I glanced at him, eyebrow raised. ‘Little problem as in “The Antichrist is coming” or little problem as in you can’t find your house keys?’
‘The first one, I’m afraid. I, er . . . had assumed that all this fuss about the Antichrist was because he would soon be coming into a position of power where he would be able to do real damage . . . You know, start wreaking havoc and so on. But . . . apparently the dates Nostradamus refers to aren’t to do with anything the Antichrist himself does as such.’
‘Get to the point,’ I said, aware that he was stalling.
‘You won’t like it,’ Stephomi sighed. ‘The dates refer to his birth. And Raphael told me last night that you know the mother.’

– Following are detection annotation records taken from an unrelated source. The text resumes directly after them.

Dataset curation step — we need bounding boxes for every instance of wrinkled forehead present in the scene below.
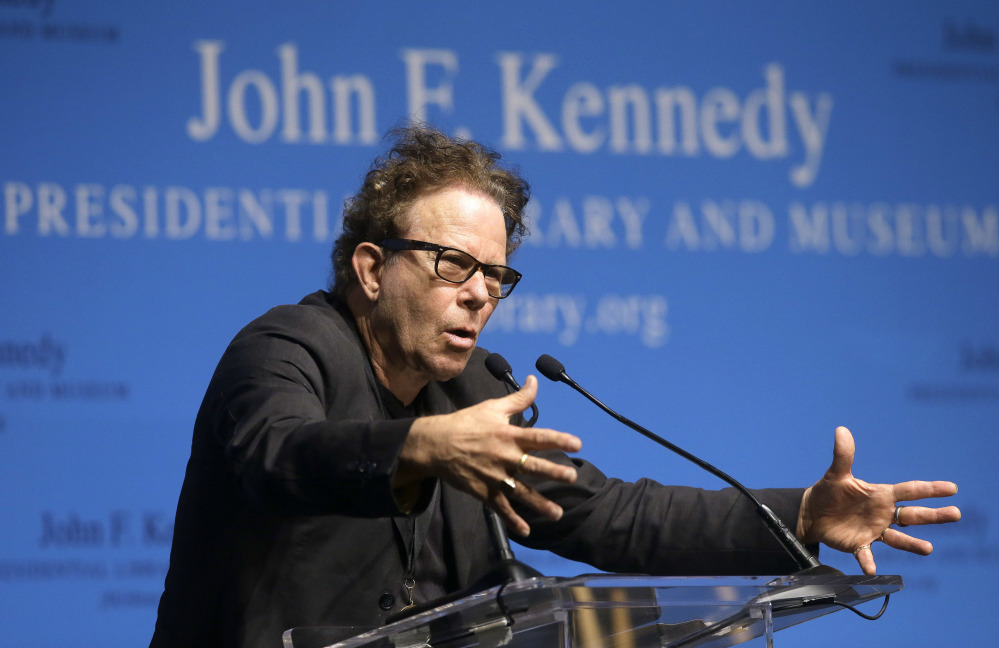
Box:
[404,188,506,263]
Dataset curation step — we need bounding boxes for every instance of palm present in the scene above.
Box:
[798,427,961,574]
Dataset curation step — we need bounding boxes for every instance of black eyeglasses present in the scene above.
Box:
[378,239,523,299]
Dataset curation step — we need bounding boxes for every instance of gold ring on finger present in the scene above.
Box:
[895,506,909,527]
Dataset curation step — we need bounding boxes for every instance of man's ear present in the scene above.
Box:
[351,243,385,302]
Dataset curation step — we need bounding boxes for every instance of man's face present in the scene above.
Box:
[370,188,506,387]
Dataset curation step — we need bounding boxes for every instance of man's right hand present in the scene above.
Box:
[393,376,582,536]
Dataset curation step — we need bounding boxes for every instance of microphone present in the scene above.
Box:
[486,353,538,427]
[535,354,829,569]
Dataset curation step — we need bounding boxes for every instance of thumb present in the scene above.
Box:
[503,376,538,413]
[826,425,856,478]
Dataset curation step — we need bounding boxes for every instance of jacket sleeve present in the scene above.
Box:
[521,453,817,576]
[196,298,412,517]
[452,353,817,576]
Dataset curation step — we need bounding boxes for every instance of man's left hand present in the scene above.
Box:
[797,427,961,574]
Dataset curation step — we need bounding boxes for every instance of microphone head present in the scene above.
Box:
[534,353,565,382]
[486,353,513,382]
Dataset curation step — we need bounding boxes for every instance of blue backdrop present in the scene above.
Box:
[0,0,999,647]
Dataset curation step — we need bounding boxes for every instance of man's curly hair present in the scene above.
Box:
[329,124,531,299]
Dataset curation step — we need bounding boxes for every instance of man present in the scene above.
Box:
[152,127,960,648]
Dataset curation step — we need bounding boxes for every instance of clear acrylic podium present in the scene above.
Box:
[284,570,902,648]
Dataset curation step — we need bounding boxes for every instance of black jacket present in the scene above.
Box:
[152,292,801,648]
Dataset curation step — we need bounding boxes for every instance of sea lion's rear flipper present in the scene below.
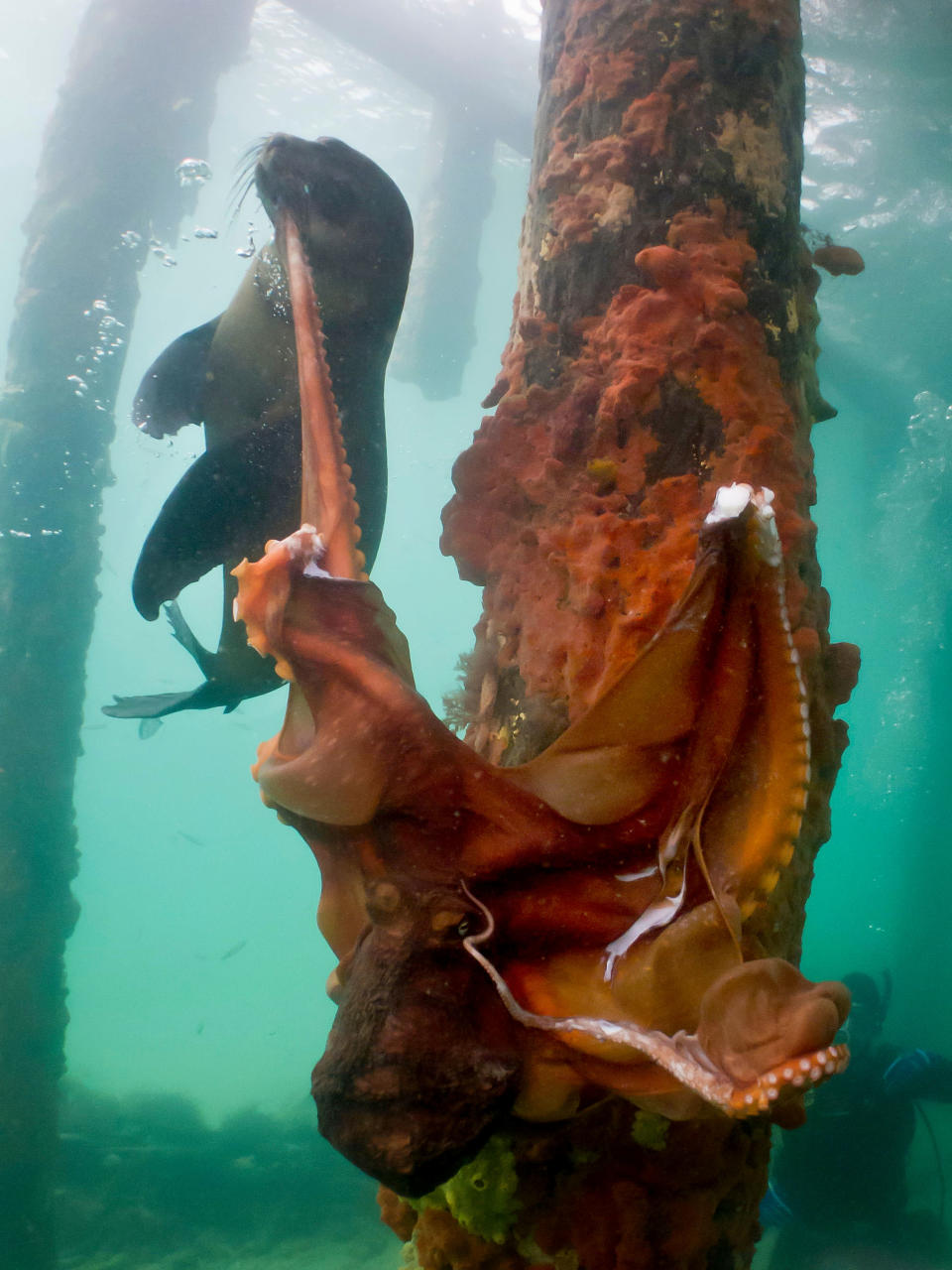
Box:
[103,602,283,718]
[163,599,214,680]
[103,684,205,718]
[132,314,221,439]
[132,418,300,619]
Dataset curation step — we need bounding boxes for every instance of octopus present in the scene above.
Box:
[235,192,849,1197]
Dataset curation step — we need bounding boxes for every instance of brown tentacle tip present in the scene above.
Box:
[697,957,849,1091]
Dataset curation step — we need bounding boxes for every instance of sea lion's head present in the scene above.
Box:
[255,132,413,337]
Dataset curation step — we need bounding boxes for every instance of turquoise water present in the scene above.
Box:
[0,0,952,1266]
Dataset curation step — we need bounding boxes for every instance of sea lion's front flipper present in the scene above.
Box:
[132,419,300,621]
[132,314,222,439]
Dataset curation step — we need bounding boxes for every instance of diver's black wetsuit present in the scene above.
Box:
[762,1045,952,1270]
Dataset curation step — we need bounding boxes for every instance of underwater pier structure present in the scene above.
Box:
[0,0,254,1270]
[414,0,857,1270]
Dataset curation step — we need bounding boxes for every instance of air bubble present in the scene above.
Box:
[176,159,212,190]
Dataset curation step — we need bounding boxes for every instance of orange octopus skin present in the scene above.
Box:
[236,192,847,1195]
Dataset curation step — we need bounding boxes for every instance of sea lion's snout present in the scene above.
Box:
[255,132,362,231]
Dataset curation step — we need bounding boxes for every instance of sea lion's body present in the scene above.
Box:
[104,135,413,717]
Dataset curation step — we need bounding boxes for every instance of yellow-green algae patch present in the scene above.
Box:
[410,1134,521,1243]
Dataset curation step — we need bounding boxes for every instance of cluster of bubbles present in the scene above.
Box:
[149,239,178,269]
[66,294,131,410]
[262,248,291,314]
[176,159,212,190]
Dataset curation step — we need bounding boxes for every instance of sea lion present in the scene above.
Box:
[103,133,413,718]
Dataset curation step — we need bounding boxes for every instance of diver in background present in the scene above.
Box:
[761,972,952,1270]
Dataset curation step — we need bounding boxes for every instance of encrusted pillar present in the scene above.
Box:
[384,0,856,1270]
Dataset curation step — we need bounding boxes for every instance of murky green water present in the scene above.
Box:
[0,0,952,1267]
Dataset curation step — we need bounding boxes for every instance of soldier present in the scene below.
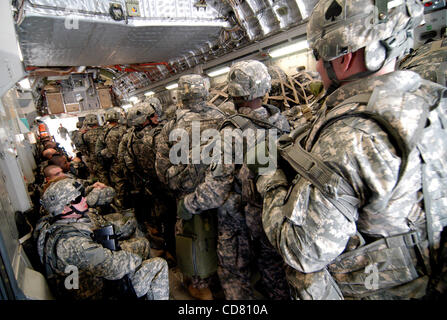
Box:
[156,74,225,300]
[37,179,169,300]
[57,123,68,140]
[118,101,175,259]
[257,0,447,299]
[179,60,290,300]
[95,107,127,207]
[81,113,110,185]
[69,121,85,152]
[399,38,447,86]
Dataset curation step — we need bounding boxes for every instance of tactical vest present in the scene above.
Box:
[279,80,447,298]
[124,126,161,181]
[220,104,285,209]
[165,104,226,197]
[42,225,104,300]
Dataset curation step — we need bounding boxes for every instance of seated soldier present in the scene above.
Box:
[35,179,169,300]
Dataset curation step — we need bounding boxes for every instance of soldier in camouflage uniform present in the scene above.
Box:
[156,74,225,299]
[82,114,110,185]
[179,60,290,300]
[118,99,175,262]
[399,38,447,86]
[257,0,447,299]
[70,122,87,155]
[95,107,127,207]
[37,179,169,300]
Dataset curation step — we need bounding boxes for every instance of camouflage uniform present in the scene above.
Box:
[399,38,447,86]
[118,102,175,255]
[155,75,225,288]
[257,0,447,299]
[36,179,169,300]
[95,107,127,204]
[180,61,290,300]
[82,114,110,185]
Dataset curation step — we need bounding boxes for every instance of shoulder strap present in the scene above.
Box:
[42,226,83,276]
[310,92,416,191]
[278,132,359,222]
[220,113,284,133]
[104,127,115,143]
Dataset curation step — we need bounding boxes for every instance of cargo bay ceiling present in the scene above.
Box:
[13,0,317,99]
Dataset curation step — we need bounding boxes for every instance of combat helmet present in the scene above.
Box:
[178,74,210,101]
[307,0,424,73]
[228,60,271,101]
[399,38,447,86]
[83,113,98,127]
[146,97,163,118]
[41,178,84,216]
[104,107,121,122]
[127,102,155,127]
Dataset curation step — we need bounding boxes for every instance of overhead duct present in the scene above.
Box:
[17,0,230,67]
[16,0,317,99]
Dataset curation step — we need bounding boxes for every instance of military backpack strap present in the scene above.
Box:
[220,114,284,133]
[103,126,117,143]
[278,132,359,222]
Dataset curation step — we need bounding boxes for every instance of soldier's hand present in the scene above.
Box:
[245,141,270,176]
[177,199,192,220]
[92,181,107,189]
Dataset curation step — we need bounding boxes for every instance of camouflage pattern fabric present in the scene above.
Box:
[399,39,447,86]
[184,106,290,299]
[307,0,424,65]
[257,71,446,299]
[228,60,271,100]
[178,74,210,102]
[36,212,169,299]
[118,125,175,255]
[95,123,127,203]
[155,97,224,288]
[155,101,225,191]
[83,127,110,185]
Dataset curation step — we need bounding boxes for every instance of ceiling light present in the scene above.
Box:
[269,40,309,58]
[17,42,23,62]
[165,83,178,90]
[19,78,31,90]
[207,67,230,78]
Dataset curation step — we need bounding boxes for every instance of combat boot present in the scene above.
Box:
[188,284,213,300]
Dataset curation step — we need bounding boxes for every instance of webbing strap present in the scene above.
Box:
[436,62,447,86]
[279,134,359,222]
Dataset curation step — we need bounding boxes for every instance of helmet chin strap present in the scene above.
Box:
[323,60,341,95]
[323,61,377,95]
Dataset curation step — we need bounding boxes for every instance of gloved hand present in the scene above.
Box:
[177,199,192,220]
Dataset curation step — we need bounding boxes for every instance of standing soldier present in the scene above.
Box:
[178,60,290,300]
[156,74,225,300]
[81,113,110,185]
[257,0,447,299]
[95,107,127,207]
[399,37,447,86]
[118,101,175,258]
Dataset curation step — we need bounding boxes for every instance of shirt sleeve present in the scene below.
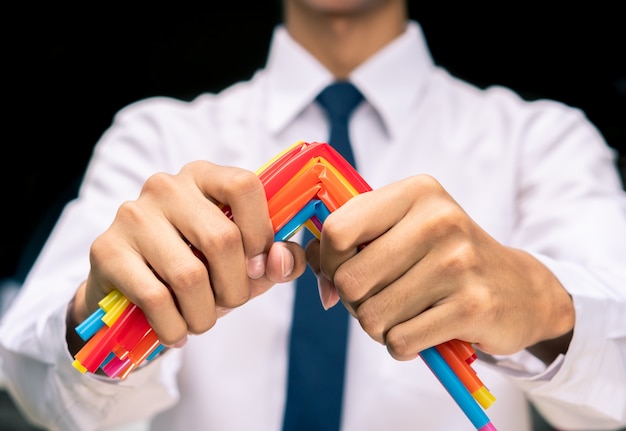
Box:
[0,100,195,431]
[472,93,626,429]
[0,305,180,431]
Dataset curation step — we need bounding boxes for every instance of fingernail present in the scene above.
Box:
[316,273,335,310]
[247,253,267,278]
[173,337,187,349]
[280,247,294,278]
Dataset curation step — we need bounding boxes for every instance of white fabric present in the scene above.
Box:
[0,22,626,431]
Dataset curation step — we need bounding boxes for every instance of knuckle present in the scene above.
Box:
[205,222,242,253]
[168,259,208,291]
[356,301,386,342]
[324,214,356,252]
[333,266,363,302]
[385,328,417,361]
[187,313,217,335]
[141,172,174,194]
[216,289,250,308]
[443,241,480,276]
[229,168,263,195]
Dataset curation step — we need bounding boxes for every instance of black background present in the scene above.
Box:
[0,5,626,277]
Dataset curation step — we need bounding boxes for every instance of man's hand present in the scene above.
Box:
[307,175,574,361]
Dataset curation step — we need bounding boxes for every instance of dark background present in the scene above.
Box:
[0,4,626,277]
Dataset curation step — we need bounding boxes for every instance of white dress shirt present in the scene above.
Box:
[0,22,626,431]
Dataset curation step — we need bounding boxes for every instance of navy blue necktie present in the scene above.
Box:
[283,81,363,431]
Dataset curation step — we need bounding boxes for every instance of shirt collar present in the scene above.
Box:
[266,21,433,136]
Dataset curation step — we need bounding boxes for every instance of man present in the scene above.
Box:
[0,0,626,430]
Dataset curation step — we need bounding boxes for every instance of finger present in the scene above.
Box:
[355,251,454,344]
[251,241,306,297]
[306,239,338,312]
[178,162,274,266]
[87,234,187,346]
[378,303,466,361]
[152,162,273,308]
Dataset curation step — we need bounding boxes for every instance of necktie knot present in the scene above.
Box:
[317,81,363,122]
[316,81,363,168]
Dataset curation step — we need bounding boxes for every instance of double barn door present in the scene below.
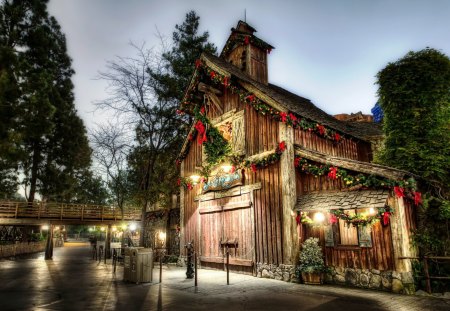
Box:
[199,193,255,273]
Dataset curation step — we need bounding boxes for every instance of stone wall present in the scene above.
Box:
[325,267,415,295]
[256,263,414,295]
[0,241,46,258]
[256,263,299,283]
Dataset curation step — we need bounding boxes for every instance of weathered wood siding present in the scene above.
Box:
[182,91,283,266]
[294,128,372,162]
[296,172,394,270]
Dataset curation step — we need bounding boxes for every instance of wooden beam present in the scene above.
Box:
[279,123,300,265]
[239,80,288,112]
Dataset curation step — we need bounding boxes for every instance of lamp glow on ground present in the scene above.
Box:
[314,212,325,222]
[189,175,201,185]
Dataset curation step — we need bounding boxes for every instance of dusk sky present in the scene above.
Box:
[49,0,450,128]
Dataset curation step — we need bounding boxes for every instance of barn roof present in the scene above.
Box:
[295,189,389,211]
[201,53,382,141]
[295,145,419,180]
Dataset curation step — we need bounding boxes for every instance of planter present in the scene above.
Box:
[302,272,322,285]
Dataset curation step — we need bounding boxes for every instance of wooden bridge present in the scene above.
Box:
[0,201,141,224]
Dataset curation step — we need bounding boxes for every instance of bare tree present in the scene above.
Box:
[96,45,186,246]
[91,123,131,219]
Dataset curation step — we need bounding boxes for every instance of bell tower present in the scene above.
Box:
[220,21,274,84]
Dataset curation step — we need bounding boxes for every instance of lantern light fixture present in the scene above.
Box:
[189,175,201,185]
[314,212,325,222]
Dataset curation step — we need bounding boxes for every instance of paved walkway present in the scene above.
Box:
[0,243,450,311]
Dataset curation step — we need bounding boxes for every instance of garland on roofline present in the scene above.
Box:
[294,156,422,205]
[221,34,272,55]
[296,205,394,227]
[177,59,343,160]
[178,141,286,190]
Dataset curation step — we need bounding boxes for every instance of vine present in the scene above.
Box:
[294,157,422,205]
[177,59,343,150]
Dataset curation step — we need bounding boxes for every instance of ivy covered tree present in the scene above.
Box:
[377,48,450,195]
[0,0,91,203]
[377,48,450,291]
[98,11,216,246]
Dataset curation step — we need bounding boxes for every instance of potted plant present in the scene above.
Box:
[298,238,325,284]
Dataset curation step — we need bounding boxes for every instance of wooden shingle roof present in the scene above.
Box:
[202,53,382,141]
[295,189,389,211]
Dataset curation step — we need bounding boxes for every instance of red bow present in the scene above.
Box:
[278,141,286,152]
[383,212,391,226]
[195,120,208,145]
[328,166,337,179]
[317,124,325,136]
[330,214,337,224]
[222,77,230,87]
[394,186,405,198]
[414,192,422,206]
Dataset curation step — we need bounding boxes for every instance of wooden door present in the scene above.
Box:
[199,193,255,274]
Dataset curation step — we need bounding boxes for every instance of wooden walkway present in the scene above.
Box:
[0,201,141,223]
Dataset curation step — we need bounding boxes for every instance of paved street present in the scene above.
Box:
[0,243,450,311]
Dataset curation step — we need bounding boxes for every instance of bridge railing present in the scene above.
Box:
[0,201,141,220]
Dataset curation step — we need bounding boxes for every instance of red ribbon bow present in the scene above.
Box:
[195,120,208,145]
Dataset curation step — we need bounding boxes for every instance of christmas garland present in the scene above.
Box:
[294,157,421,197]
[221,34,272,55]
[177,60,343,146]
[296,205,394,227]
[242,141,286,172]
[330,205,394,227]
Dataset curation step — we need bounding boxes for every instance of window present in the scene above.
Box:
[325,209,372,247]
[338,210,358,245]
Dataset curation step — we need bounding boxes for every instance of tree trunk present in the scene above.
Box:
[28,143,41,205]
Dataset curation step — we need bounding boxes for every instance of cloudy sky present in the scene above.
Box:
[49,0,450,128]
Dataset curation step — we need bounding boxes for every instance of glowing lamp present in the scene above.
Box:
[189,175,201,185]
[314,212,325,222]
[158,231,166,241]
[221,164,233,174]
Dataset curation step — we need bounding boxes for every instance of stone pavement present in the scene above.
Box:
[0,243,450,311]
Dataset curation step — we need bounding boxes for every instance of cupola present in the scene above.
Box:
[220,21,274,84]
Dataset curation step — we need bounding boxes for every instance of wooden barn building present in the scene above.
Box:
[178,21,420,292]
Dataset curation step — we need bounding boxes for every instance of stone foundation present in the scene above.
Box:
[0,241,46,258]
[256,263,415,295]
[256,263,300,283]
[325,267,415,295]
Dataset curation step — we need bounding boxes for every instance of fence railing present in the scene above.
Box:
[0,201,141,220]
[399,256,450,294]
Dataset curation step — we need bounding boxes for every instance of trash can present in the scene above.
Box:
[123,247,153,284]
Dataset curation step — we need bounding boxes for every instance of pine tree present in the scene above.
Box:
[0,0,91,202]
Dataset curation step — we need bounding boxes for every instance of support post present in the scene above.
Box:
[105,224,111,263]
[227,246,230,285]
[423,257,431,294]
[194,252,197,287]
[159,252,163,283]
[45,225,53,260]
[279,123,300,264]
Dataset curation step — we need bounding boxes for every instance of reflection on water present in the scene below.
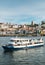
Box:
[0,37,45,65]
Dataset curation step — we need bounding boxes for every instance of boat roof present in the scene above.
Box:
[11,37,31,40]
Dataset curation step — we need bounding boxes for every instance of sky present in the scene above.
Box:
[0,0,45,24]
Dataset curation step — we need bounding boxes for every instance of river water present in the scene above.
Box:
[0,37,45,65]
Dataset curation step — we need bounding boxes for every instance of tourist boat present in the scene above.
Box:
[2,37,44,51]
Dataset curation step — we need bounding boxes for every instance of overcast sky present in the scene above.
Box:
[0,0,45,24]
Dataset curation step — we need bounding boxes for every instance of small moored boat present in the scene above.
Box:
[2,37,44,51]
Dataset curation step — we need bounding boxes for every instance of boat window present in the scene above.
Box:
[17,40,19,42]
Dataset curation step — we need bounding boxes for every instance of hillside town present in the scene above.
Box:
[0,21,45,36]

The vivid image of the conflicting aura surrounding Casey flew to the forefront of my mind at once. The aura that could at one moment be coloured in the most visually stunning shades of sparkling gold, and the next dripping with a wickedness so vile that all the senses screamed at the sight of it. It should have occurred to me before. I should have known. In all honesty, perhaps I did.
‘So who is she?’ Stephomi persisted.
‘Casey March,’ I said. ‘She’s my neighbour. I’ve been trying to help her. She’s just a teenager and she hasn’t got anyone. She says it’s a virgin pregnancy.’
‘Well, that’s another point in favour of it being Jesus number two, I guess,’ Stephomi said with a shrug. ‘Poor little brat. He can be a Hitler or a Schindler but nothing in between.’
‘Well, then, extra care must simply be taken with the raising of the child,’ I said firmly.
Stephomi remained silent for a moment, gazing at the city before us, an expression of doubt on his face. ‘Ah, well, that’s the problematic thing, isn’t it? People disagree about raising children as it is. Who’s best fit to decide?’
‘The mother, of course! It’s Casey’s baby, isn’t it? She loves it already!’
‘Yes, and I understand Clara Hitler was quite fond of her own little dictator,’ Stephomi said impatiently. ‘Come on, what has love got to do with it, Gabriel? If only she’d been one of those mothers who had starved and beaten her child. So many deaths might have been averted—’
‘I’ll help Casey,’ I said, interrupting him.
‘Oh, you will, will you?’
‘Yes,’ I said, nodding. ‘I will.’
Stephomi glanced at me then, a wry smile twisting his lips. ‘How nice to know that there is a hero
here among us! I’m sure my dreams will no longer be plagued by visions of the Apocalypse now that I know you have put your name down for nappy-changing duty, Gabriel.’